Angaje/özerk sanat tartışmasında Paul Klee’den de bahsetmeden olmaz; zira onun écriture par excellence denebilecek eserleri edebiyata dayanan köklere sahipti ve varlığını bu kökleri sindirmiş olmasına borçluydu. Klee, Birinci Dünya Savaşı sırasında veya kısa bir süre sonra, Kayzer Wilhelm’i demir-yiyen bir canavar olarak resmettiği desenler çizdi. Sonra, 1920’de, bu desenler Angelus Novus’a evrildi (dönüşümün izi rahatlıkla sürülebilir): karikatür veya angajman emaresi taşımamakla birlikte ikisinin de çok ötelerine giden makine melek. Makine meleğin gizemli gözleri, ona bakanları, felaketin doruğunu mu yoksa onun içinde saklı kurtuluşu mu ilan ettiğine karar vermeye zorlar. Ama resmin sahibi olan Walter Benjamin’in dediği gibi, o bahşeden değil, alan bir melektir.



[1] Adorno’nun orijinalinde “Engagement” başlığını taşıyan yazısı, İngilizceye “Commitment” başlığıyla çevrilmiştir. Adorno burada Sartre’ın 1945’te yayınlanan Edebiyat Nedir? kitabındaki engagement kavramıyla başlayan tartışmayı ele alıyor. Bertan Onaran, Edebiyat Nedir? kitabına düştüğü çevirmen notunda bu kavram ve çevirisi hakkında şu açıklamayı yapmış: “‘Bağlanma’, ‘bağlanmak’ ya da ‘bağlamak’ sözcükleri, kitapta çağının dünyasına, toplumuna ait olduğunun bilincine vararak, basit bir seyirci konumunda kalmayı reddeden, düşüncesini ya da sanatını bir davanın hizmetine sunan aydın ya da sanatçının edimini ya da tavrını belirleyen engagement, s’engager ya da engager sözcüklerinin karşılığı olarak kullanılmıştır”: Edebiyat Nedir? (İstanbul: Can Yayınları, 5. basım Kasım 2012) s. 13. “Bağlanma” kelimesi gündelik dildeki başka kullanımlarından ötürü muğlaklığa sebep olduğundan, bu çeviride “angajman” ve “angaje” kelimeleri tercih edildi; metnin imkân verdiği yerlerde terim “bağlı olunan dava” vs. biçiminde açılarak çevrildi. Makalenin çevirisinde, Adorno’nun Notes to Literature başlığıyla çevrilen edebiyat yazıları derlemesinde yer alan, Shierry Weber Nicholsen tarafından yapılmış İngilizce çeviriden de yararlanıldı. İki çeviride tutarsızlık ve belirsizlik bulunan yerler Almanca orijinaliyle karşılaştırıldı. Yardımlarından ötürü Nazile Kalaycı ve Nihat Ülner’e teşekkürler – ç.n.

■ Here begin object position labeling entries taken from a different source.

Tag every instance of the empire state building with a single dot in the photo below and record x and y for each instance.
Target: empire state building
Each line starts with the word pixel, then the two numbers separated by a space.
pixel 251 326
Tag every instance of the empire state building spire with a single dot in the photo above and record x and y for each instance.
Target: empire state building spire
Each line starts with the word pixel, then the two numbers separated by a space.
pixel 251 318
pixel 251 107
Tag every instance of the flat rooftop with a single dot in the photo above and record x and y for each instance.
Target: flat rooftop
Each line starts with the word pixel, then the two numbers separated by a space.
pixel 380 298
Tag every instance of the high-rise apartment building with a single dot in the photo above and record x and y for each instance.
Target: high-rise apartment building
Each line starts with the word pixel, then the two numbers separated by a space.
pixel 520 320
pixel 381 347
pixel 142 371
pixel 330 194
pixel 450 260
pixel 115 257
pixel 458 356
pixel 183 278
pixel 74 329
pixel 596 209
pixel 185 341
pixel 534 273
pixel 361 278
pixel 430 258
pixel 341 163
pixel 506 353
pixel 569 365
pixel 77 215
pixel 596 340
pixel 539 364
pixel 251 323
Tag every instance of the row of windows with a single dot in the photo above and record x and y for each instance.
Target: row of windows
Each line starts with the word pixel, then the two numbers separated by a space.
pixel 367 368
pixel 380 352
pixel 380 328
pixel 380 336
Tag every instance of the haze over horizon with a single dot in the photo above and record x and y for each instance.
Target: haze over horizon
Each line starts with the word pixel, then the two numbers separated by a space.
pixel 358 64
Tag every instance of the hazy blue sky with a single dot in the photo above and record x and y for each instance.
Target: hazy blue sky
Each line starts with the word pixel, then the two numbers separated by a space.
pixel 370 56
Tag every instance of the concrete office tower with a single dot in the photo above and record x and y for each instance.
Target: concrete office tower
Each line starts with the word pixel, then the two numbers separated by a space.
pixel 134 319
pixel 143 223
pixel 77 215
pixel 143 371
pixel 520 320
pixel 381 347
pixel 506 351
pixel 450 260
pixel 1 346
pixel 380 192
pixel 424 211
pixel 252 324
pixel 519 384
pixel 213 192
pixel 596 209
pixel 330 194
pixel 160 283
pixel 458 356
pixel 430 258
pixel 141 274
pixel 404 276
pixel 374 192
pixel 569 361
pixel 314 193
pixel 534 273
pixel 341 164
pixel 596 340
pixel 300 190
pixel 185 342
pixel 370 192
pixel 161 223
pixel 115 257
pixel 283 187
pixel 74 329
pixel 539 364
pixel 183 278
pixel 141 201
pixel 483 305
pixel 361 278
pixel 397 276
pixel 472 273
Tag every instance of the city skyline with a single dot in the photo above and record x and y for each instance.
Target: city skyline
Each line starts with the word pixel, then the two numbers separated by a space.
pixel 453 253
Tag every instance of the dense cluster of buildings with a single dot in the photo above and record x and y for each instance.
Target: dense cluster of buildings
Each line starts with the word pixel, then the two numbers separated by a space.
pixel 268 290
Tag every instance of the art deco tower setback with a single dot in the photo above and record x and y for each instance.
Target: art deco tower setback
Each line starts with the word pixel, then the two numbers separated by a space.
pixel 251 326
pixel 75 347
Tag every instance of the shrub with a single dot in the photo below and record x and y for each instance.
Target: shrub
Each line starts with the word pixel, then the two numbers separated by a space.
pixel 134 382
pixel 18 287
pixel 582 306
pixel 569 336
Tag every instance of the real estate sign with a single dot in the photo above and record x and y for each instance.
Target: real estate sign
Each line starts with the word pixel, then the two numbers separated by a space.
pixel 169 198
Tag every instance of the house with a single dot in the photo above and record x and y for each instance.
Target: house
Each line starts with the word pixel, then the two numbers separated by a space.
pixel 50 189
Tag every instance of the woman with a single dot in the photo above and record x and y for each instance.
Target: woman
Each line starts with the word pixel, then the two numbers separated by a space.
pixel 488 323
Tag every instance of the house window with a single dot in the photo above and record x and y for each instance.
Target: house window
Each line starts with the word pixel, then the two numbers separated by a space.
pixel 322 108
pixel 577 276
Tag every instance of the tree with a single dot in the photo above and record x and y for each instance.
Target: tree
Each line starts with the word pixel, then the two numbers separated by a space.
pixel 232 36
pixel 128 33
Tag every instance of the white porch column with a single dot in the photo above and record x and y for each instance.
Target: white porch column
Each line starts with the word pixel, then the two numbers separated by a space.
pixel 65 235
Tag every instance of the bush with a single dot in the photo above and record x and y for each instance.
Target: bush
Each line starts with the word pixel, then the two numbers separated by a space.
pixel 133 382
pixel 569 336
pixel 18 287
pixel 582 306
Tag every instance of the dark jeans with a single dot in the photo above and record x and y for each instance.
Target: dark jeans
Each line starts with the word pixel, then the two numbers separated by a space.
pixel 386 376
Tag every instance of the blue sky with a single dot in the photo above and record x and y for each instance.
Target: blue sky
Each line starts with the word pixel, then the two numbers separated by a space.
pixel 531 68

[2] Jean-Paul Sartre, Was ist Literatur? Ein Essay, çev. Hans Georg Brenner (Hamburg 1958) s. 10 [Edebiyat Nedir?, çev. Bertan Onaran (İstanbul: Can Yayınları, 5. basım Kasım 2012) s. 19] – yazarın notu.

[3] Sartre, alıntı yapılan kısımda signification ve sens kelimelerini ayrı işlevlerde kullanıyor; Bertan Onaran ilkini “imlem”, ikincisini “anlam” diye çevirmiş. Adorno ise burada ikisi için de Bedeutung kelimesini kullanmış – ç.n.

[4] 13 Ağustos 1961’de Berlin Duvarı’nın açılışı kastediliyor – e.n

[5] Edebiyat Nedir?, s. 45 – ç.n.

[6] “parce qu'il est homme” [çünkü o bir insan], Situations, II, (Paris 1948) s. 51 – yazarın notu.

[7] Jean-Paul Sartre, Bei geschlossenen Türen [Gizli Oturum], Dramen içinde (Hamburg 1960) s. 97 – yazarın notu.

[8] Edebiyat Nedir?, s. 19 – ç.n.

[9] Brecht'in Romalı general Lukullus üzerine yazdığı “Lukullus’un Sorgulanması” (1940) başlıklı oyuna gönderme – e.n.

[10] Was ist Literatur?,  s. 41 [Edebiyat Nedir?, s. 68] – yazarın notu.

[11] Brecht’in 1930’da, Moskova Davaları’nın öncesinde yazdığı Tedbir oyunu, bu konuda örtük bir meşrulaştırma içeriyordu. Zinoviev ile Buharin 1938’de idama mahkûm edildi – e.n.

[12] “Saf sanatın boş sanatla bir ve aynı şey demek olduğunu, estetik pürizmin de, sömürücü oldukları ifşa edileceğine cehaletlerinin açığa çıkarılmasını tercih eden geçen yüzyıl burjuvalarının parlak bir savunma hamlesinden ibaret olduğunu gayet iyi biliyoruz”: Sartre, Was ist Literatur?, s. 20 [Edebiyat Nedir?, s. 35’teki çeviri değiştirildi] – yazarın notu.

[13] kulinarische Kunstwerk (culinary work of art), “mutfaktan çıkma sanat eseri” diye de çevrilebilir. Brecht bu tabirle, tıpkı bir yemeğin insanı bedenen doyurması gibi seyircinin ruhunu doyuran, ona çeşit çeşit duygu tattıran, ama onda hiçbir değişim yaratmayan opera gibi türleri kastediyor – ç.n.